Bulmer brings profound new meaning to our inner struggles and brings to light the uncertainty that the only reward we receive in this life is the confirmation that if we are good enough, we will enter the kingdom of God after death. Sometimes reaching for the light at the end of the tunnel seems useless when suffering and loss are all we know. Here may be the point. All of Bulmer’s works dance with the desire for the universal search for truth and righteousness while trying to survive the day in a human body with desires and needs. It gives the word guilt more power.
"I thought God so loved the Virgin, he himself stepped out of his workpants, hung his belt on a nail. I wedded him in a bridal gown…
But God so loved me he sent Diamond. …
I trip on my way to chapel…The thorns break my skin, my ankles and calves bleed. Diamond takes me to his shed where he stores his tools and bags of loam, lays me down on a burlap sack: a leak in the roof, a hymn gentle from the chapel…. A hot drink, eggs scrambled over fire, crusty bread Diamond hacks from a loaf. When the cinders die,shadows sweep the ashes."
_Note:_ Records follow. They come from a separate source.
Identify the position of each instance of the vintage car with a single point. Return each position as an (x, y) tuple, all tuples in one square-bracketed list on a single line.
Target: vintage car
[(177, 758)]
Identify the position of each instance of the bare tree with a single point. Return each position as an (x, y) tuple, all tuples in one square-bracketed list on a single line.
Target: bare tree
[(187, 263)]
When I got to “Annie,” I wondered if I was misunderstanding. I worried so that I finally wrote Bulmer and asked her if I was on point, raising several issues.
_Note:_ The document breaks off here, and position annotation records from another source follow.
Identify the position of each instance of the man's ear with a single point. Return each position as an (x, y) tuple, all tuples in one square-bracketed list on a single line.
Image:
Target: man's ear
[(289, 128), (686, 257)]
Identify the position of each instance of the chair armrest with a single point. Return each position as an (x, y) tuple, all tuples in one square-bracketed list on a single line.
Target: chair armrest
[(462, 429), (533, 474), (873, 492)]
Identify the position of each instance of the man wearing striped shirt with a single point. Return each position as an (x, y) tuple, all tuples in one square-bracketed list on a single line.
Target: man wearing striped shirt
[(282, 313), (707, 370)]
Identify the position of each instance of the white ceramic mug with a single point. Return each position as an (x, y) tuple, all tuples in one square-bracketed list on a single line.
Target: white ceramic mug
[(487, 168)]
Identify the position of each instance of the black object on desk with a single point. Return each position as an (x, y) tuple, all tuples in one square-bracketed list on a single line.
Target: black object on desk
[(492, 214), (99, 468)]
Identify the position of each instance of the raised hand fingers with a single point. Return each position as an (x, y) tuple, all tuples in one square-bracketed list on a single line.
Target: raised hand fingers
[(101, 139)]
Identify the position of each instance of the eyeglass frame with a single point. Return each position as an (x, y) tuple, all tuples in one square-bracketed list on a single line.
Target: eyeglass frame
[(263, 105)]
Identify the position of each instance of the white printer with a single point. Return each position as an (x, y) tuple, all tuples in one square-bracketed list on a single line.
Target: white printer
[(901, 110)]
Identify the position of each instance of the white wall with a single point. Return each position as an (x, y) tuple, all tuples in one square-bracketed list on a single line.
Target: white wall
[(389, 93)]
"My new dog liked the smell of my yellow soap, thanked me with kisses to the elbow, wrist and knee. He growled a little when I clipped his nails and when I snipped at his dewclaw he broke the skin on my left thigh. I bled.
"He didn’t like it among the brooms and buckets, whined for hours.He was asleep on the rag bag when I opened the door. I carried him to the bedroom, his body warm against the sleeves of my cotton night dress. We slept cheek by jowl.
At noon he stood at the window like a little man, wiped the dew from the window pane and cried. It was the sheriff and a vigil of town folk at the front door. They kicked at me with their hob-nailed boots, struck me with shovels and frying pans. The sheriff shot my dog — a weight he slung into a burlap bag and carried to the river.